– А помнишь наши платьица?
– Темненький, обвисший на боках штапель в мелкий горох, безбожно мнущийся лен, китайская шерсть, шотландка, пришивные – морока из морок! – сменные воротнички и кружевные манишки, желтые от крахмала нижние юбки… Три пристойных платьица на шестерых и, гигиены ради, у каждой индивидуальные подмышники, такая дрянь. … И то самое наше с тобой платье. То есть твое. Голубой шелк, плотный, переливчатый. Царский был подарок от…
– До сих пор храню, – торопливо, будто страшась звукосочетания еще не названного имени, перебила Ирина Владимировна. Она вновь глядела на летящие облака за окном. – Шелк выцвел, местами не голубой, а рыжий совсем. И посекся, на швах так и ползет, там уже не швы, а шрамы. И нафталином пропах. А кринолин я выбросила, пришлось, после того как Юрочка устроил из него палатку в палисаднике, а рядом костер зажег.
– Ты преступница, Ирка! Такой кринолин! Жесткая нейлоновая сетка, как сейчас помню, нежно хрустит, как морозная звезда, скользит под рукой и переливается радугой. Волшебство! Высокий пояс держит талию. Не чета нашим крахмальным сооружениям из простынной материи и на пуговичке от наволочки или на резинке. Вечно они ломались, эти пуговички, вечно лопались резинки, и в самый неподходящий момент! Но не смей выбрасывать платье!
– Я и не… смею. Лягушачью шкурку, да своими руками?
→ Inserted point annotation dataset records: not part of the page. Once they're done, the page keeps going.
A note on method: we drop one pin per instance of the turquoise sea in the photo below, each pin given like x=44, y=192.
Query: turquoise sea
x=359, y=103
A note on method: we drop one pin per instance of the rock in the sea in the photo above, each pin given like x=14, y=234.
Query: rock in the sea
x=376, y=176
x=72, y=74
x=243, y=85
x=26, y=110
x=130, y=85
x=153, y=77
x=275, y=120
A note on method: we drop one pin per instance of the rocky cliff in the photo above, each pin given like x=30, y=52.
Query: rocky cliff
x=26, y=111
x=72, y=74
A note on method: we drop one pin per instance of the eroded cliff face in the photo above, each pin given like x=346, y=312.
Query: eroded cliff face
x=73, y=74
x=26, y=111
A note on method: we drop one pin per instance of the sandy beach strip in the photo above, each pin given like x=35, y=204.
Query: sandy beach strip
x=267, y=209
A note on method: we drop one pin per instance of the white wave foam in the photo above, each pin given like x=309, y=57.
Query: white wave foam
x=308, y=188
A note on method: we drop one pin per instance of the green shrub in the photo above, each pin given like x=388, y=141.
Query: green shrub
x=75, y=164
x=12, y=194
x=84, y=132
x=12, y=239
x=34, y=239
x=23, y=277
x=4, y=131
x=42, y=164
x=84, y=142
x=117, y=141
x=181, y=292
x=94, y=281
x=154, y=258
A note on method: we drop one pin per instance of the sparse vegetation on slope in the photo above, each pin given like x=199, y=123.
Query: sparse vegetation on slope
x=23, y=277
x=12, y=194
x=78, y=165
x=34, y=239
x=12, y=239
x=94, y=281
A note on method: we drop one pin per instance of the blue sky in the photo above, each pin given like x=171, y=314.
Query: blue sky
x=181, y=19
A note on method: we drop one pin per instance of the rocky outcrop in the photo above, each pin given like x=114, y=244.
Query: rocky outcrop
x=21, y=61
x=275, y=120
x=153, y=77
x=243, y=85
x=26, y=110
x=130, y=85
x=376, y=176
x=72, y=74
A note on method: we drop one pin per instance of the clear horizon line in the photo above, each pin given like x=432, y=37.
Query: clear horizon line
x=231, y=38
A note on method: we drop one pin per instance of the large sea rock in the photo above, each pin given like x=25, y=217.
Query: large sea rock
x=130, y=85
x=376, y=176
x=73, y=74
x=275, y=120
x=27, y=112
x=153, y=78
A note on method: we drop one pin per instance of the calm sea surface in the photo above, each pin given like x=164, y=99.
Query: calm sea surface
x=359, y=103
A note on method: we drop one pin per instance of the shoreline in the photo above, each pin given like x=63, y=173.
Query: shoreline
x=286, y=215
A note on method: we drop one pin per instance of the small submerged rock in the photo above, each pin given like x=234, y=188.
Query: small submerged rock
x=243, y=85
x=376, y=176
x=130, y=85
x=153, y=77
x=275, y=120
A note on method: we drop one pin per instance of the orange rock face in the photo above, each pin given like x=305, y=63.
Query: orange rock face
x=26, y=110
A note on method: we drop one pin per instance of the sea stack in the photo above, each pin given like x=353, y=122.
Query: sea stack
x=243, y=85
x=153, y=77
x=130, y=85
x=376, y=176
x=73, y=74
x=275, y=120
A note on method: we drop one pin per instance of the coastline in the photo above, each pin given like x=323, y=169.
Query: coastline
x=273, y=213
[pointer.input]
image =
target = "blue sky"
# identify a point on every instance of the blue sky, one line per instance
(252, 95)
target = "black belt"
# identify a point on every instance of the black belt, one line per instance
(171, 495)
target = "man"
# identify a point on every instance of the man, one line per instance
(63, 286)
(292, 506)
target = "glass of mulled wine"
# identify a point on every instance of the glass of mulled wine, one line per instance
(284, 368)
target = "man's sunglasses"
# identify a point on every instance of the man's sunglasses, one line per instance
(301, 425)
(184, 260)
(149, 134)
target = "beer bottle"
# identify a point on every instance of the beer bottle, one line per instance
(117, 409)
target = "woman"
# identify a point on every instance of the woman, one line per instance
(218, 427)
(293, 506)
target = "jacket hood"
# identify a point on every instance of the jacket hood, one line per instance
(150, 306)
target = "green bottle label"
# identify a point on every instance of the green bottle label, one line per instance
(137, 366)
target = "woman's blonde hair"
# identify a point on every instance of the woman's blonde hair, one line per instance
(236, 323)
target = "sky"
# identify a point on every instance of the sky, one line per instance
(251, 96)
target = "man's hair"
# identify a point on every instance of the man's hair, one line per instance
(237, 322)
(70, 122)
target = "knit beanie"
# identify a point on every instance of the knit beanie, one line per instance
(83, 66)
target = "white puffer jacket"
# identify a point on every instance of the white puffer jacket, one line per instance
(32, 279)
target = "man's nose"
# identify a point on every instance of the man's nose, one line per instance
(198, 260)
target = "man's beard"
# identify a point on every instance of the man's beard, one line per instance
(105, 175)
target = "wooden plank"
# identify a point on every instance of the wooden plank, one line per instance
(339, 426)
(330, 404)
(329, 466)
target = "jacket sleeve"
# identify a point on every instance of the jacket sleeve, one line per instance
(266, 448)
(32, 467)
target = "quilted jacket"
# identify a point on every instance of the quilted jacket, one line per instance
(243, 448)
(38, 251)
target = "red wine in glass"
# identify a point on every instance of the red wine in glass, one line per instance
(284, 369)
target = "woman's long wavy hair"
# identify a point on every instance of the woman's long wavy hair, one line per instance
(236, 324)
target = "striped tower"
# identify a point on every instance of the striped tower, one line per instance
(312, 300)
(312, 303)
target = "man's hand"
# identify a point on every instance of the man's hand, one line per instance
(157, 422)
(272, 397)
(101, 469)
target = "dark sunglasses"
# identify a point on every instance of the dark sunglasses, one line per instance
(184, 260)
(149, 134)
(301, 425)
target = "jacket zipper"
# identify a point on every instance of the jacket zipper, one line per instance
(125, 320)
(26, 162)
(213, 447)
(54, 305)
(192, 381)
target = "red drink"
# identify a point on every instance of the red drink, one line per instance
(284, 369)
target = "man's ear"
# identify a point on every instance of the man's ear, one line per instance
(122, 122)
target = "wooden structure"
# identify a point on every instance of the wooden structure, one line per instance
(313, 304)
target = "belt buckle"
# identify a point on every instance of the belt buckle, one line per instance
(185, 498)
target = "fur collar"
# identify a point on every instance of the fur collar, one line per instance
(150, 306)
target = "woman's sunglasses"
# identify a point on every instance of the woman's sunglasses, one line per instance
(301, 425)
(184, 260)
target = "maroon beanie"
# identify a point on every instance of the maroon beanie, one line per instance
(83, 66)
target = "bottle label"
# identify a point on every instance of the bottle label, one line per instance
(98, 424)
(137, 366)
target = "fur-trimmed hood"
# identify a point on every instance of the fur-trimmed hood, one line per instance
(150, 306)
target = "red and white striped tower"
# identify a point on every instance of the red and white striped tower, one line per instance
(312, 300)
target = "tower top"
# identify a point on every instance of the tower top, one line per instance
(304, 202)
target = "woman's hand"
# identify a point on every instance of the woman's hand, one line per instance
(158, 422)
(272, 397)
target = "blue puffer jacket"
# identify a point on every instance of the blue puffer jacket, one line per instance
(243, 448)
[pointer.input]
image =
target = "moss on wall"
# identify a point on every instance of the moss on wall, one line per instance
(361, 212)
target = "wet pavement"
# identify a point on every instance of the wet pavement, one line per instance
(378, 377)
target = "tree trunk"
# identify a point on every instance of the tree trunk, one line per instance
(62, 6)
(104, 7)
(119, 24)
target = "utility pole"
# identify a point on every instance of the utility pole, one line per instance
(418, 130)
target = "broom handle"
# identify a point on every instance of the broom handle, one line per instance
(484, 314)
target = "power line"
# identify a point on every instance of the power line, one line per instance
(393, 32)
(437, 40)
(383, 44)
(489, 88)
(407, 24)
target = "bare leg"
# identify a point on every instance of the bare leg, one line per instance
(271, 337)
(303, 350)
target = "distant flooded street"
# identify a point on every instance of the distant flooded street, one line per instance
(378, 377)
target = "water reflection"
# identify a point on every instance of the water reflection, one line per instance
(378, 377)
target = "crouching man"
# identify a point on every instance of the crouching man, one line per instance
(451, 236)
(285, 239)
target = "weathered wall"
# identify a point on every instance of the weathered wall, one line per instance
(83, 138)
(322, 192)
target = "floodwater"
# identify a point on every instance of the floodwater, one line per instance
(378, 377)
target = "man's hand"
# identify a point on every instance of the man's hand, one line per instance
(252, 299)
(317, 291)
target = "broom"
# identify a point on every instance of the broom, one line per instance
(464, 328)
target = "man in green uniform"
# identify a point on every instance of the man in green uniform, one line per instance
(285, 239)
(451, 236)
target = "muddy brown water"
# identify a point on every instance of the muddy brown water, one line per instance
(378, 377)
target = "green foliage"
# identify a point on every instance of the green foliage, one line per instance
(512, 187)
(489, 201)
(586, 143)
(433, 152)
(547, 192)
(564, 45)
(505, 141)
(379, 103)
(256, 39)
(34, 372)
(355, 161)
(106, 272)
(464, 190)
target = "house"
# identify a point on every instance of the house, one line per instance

Не смею, – хрипловато и тихо-тихо ответила Ирина Владимировна, не отрывая взгляда от облаков, летящих, летящих через времена.
– Лягушачью шкурку, значит, – растерялась Елена Львовна и перестала быть студенточкой в дешевом штапеле, вновь обернувшись лощеной московской барыней тысяча девятьсот семьдесят пятого года. – Иришка, прости. Я думала, все это уже неважно, позабыто, выплакано-высушено, но предположить, что ты до сих пор… Ах, Ирка, первая любовь… Такое это наказанье оказывается, господи!
– Первая любовь, оказывается, наказанье, – кивнула Ирина Владимировна. – Но на самом деле все «вздохи на скамейке», и «гулянья под луной», и рука его на моей талии, затянутой голубыми шелками, украденными, как выяснилось, у матери, которой не подошло новое импортное платьице, подарок сановного мужа, и замученные привядшие левкои в руке, и поцелуи под каждой липой забыты, забыты, как дурные стихи. И первая любовь давно мумифицировалась… в нафталине. Но… эта самая «первая любовь», миллион раз кем только не воспетая, даже и того не стоит, если задуматься. Если, конечно же, не стала первой и последней. А она не стала, как видишь. Не стала, – покачала головой Ирина Владимировна, отрекаясь от вероятного со всей непреклонностью. Со всей ломкой, подмороженной непреклонностью одинокой осенней розы, доцветающей среди плевел.
– Кощунствуем понемножку, стало быть… Так я тебе и поверила, княжна, – мрачно проворчала барыня Элен и сморгнула – так расстроилась.
Но Ирина Владимировна улыбнулась по возможности веселее, чтобы ободрить добрую, любящую, полную сочувствия Элен, провела мизинцем по сливочному, в шоколадной крошке, лепестку орхидеи, тронула ногтем тычинку, сняла пыльцу с краешка хрустальной вазы и сказала:
– Леночка, давай все же по коньячку. Не хочу я вина. Сладкое вино, нектарчик, годился, должно быть, для тех нас – незрелых, зеленых, в нежной матовой скрипучей пыльце первой любви. А я сосулька, но желаю таять. Может, ты и права, может, там, под ледяными натеками, что и осталось, что-то способное воскреснуть и затрепетать крылышками. Хотя бы на мгновение. Потому давай по коньячку, глотнем жидкого солнышка. – И Ирина Владимировна последовала за Еленой Львовной в ванную – пену выбирать. Елена же Львовна оказалась немало смущена подружкиными речами, странноватыми, совершенно невозможными, сомнительными, душными и одновременно прельстительными, как нынче модный цветастый ацетатный шелк. А потом они пили коньячок из запасов Михаила Муратовича, Елениного мужа.